$160 million in work at Port of Miami sets stage for cruise, shipping future
By Paola Iuspa
Port of Miami officials plan to spend $160 million in 2003 to continue infrastructure upgrades and enhance their competitive edge.
While most of the major construction began last year and will soon result in two new parking garages for $20 million and a cruise wharf expansion for $4 million, there is still a lot to do, said Trenae Floyd, the port's spokeswoman.
The 2003 expansion will consist of building two cruise terminals for $60 million, creating a new roadway system for $15 million, buying two cargo gantry cranes for $10 million, investing $35 million in cargo terminal and utility improvements and dredging the port's South Channel for $40 million.
While some work has already been completed, the seaport capital improvement project will total $247.3 million when complete - targeted for December 2004, Ms.
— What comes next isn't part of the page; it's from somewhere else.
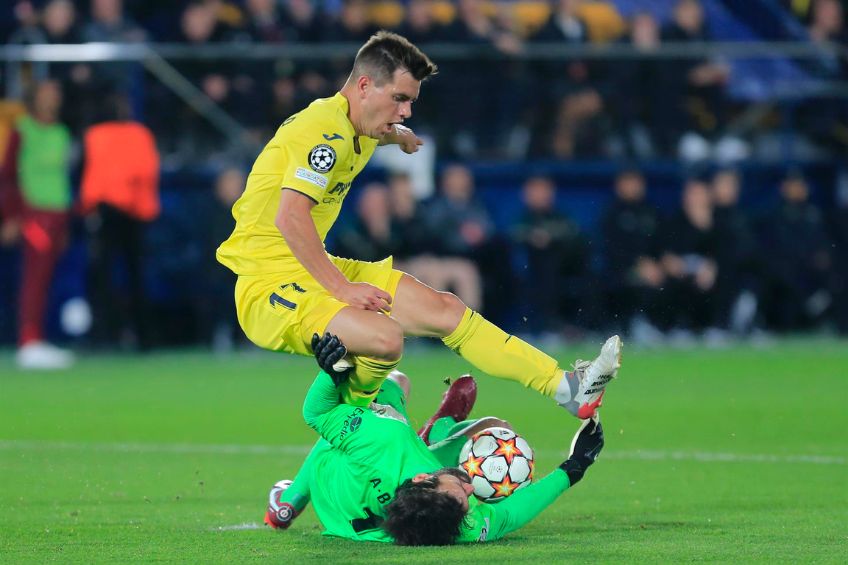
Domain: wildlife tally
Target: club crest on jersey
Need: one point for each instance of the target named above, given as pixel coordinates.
(322, 158)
Floyd said.
Some upgrades also will address security requirements called for in the Maritime Transportation Security Act signed into law in November by President Bush.
To strengthen security in the "international borders at America's seaports, the act authorized more security officers, screening equipment and the development of important security infrastructure at America's seaports," according to the web site of Sen. Fritz Hollings of South Carolina, who authored the bill.
The American Association of Port Authorities, representing more than 150 public port authorities in the US, Canada, the Caribbean and Latin America, considers the Port of Miami's expansion well-planned.
"The Port of Miami is doing an excellent job in keeping up pace with the passengers demand and the industry growth," said Lori Baer, the trade association's director of communications.
She said Miami's seaport seems to be effectively putting security in place needed to make passengers, port employees and cargo people safe.
She also lauded port officials for trying to boost business by becoming a port of call beginning in April to Norwegian Cruise Lines' Dawn cruise ship. The vessel will have weekly sailings from New York with a Florida and Caribbean itinerary, Ms. Floyd said.
"The ship will visit Miami mid-week and be Miami's first port-of-call vessel," she said.
Until April, Dawn will sail from Miami. While the port is home to Carnival Cruise Lines, Celebrity Cruises, Norwegian and Royal Caribbean International, it is not an active port of call, which could help maximize the use of the terminals when cruise ships are at sea.
"Becoming a port of call is a progressive thing to do," Ms. Baer said. "In this case, Miami becomes a destination. Passengers get out of the ship for few hours and go to Miami Beach, malls and restaurants. They get to see the city and decide if they would like to come back for vacation."
In year 2002, Miami had 18 home-ported cruise vessels with more than 3.6 million passengers, a new one-year record, Ms. Floyd said.
The port recently welcomed four new cruise ships: Brilliance of the Seas and Navigator of the Seas both of Royal Caribbean, Norwegian's Dawn and Celebrity's Mercury.
All these ships except the Mercury are newly built, she said.
The Port of Miami is expected to pass another milestone March 8 with the berthing of eight cruise vessels and about 18,880 boarding passengers in one day.
Miami is the homeport to three of Royal Caribbean's four Voyager Class vessels: Voyager of the Seas, Explorer of the Seas and Navigator of the Seas. Each weighs 142,000 tons and has a passenger capacity of 3,100.
"This is key," Ms. Floyd said, "because we are the only port to berth two of these vessels simultaneously every Saturday year-round. The third is in port on Sundays."
While some cruise lines are discovering new ports to call home, such as New Orleans, Houston, Mobile, AL, and Gulfport, MS., Miami is not considered to be losing ground to them, Ms. Baer said.
"The cruise ship industry is expanding," she said. "So cruise lines are looking to add new homeports for new vessels, not to shift existing ships around."